CFPB Proposes Remittance Changes, Delayed Effective Date
The CFPB also proposed extending the remittance rule implementation period until 90 days after the revised final rule is released. The rule was scheduled to come into effect on Feb. 7.
Under the CFPB's rule, remittance transfer providers would be required to provide prepayment and receipt disclosures to the consumer sender that include the exchange rate, fees and taxes associated with a transfer, and the amount of money that will be received on the other end of the transfer. Remittance transfer providers will also be required to investigate disputes and correct errors.
The CFPB has provided a safe harbor exemption from the rule for remittance providers that transact 100 or fewer remittances per year.
According to the CFPB, the new remittance rule revision proposal would:
provide increased flexibility and guidance with respect to the disclosure of taxes imposed by a foreign country's central government as well as fees imposed by a recipient's institution for receiving a remittance transfer in an account; and
require disclosure of foreign taxes imposed by a country's central government, but eliminate a previous requirement to disclose taxes imposed by foreign regional, provincial, state, or other local governments.

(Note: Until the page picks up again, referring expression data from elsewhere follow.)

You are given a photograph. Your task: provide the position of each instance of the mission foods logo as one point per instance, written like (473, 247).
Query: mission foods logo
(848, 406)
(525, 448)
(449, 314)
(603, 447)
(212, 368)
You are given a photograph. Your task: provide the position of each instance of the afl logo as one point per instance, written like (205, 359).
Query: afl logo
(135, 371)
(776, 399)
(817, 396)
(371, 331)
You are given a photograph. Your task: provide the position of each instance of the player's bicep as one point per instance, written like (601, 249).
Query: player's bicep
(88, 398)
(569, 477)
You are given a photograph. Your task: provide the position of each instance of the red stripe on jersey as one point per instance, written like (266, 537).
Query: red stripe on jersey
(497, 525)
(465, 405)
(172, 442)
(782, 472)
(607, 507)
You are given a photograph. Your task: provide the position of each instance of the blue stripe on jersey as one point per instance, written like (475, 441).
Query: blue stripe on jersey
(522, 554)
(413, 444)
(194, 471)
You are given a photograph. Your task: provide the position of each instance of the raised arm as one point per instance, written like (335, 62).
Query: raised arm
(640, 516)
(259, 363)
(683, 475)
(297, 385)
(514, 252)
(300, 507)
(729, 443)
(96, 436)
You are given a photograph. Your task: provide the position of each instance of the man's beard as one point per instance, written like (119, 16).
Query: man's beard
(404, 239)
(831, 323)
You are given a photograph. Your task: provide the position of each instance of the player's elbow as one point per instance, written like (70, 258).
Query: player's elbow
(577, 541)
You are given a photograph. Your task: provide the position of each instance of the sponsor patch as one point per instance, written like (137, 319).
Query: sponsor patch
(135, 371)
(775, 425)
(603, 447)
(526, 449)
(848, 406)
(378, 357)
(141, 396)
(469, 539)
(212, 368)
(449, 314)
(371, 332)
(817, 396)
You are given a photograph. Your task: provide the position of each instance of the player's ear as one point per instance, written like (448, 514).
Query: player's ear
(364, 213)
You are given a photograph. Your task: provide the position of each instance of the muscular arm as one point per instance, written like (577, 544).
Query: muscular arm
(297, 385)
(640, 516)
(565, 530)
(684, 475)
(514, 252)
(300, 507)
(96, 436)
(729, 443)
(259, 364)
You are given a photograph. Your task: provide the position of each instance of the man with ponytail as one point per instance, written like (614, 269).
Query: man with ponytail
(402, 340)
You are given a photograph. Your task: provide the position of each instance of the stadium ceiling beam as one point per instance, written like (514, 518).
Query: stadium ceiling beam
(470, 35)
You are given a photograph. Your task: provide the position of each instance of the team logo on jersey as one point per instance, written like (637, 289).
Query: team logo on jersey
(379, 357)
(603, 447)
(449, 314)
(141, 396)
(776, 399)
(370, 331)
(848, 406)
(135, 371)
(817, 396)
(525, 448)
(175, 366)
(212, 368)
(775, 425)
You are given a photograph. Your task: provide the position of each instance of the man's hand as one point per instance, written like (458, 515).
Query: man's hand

The proposal would also limit remittance provider liability in certain situations. Under the proposal, when the provider can demonstrate that the consumer provided an incorrect account number and certain other conditions are satisfied, the provider would be required to attempt to recover the funds but would not bear the cost of funds that cannot be recovered, the CFPB said.
These changes were among the revisions urged by the Credit Union National Association (CUNA) in several meetings with the bureau held this year.
CUNA has been encouraging the agency to improve the rule so that credit unions will not have to stop offering international remittance services because of the rule's burdens. CUNA's International Remittances Working Group met with CFPB Director Richard Cordray and his senior staff in October and CUNA staff, including President/CEO Bill Cheney, General Counsel Eric Richard and Deputy General Counsel Mary Dunn, have had numerous meetings and telephone conversations with CFPB officials to advocate for a better outcome for credit unions than the final rule approved previously would have achieved.
While CUNA will continue urging for a range of improvements, the association commended the agency for its willingness to open the comment process back up and to consider further changes.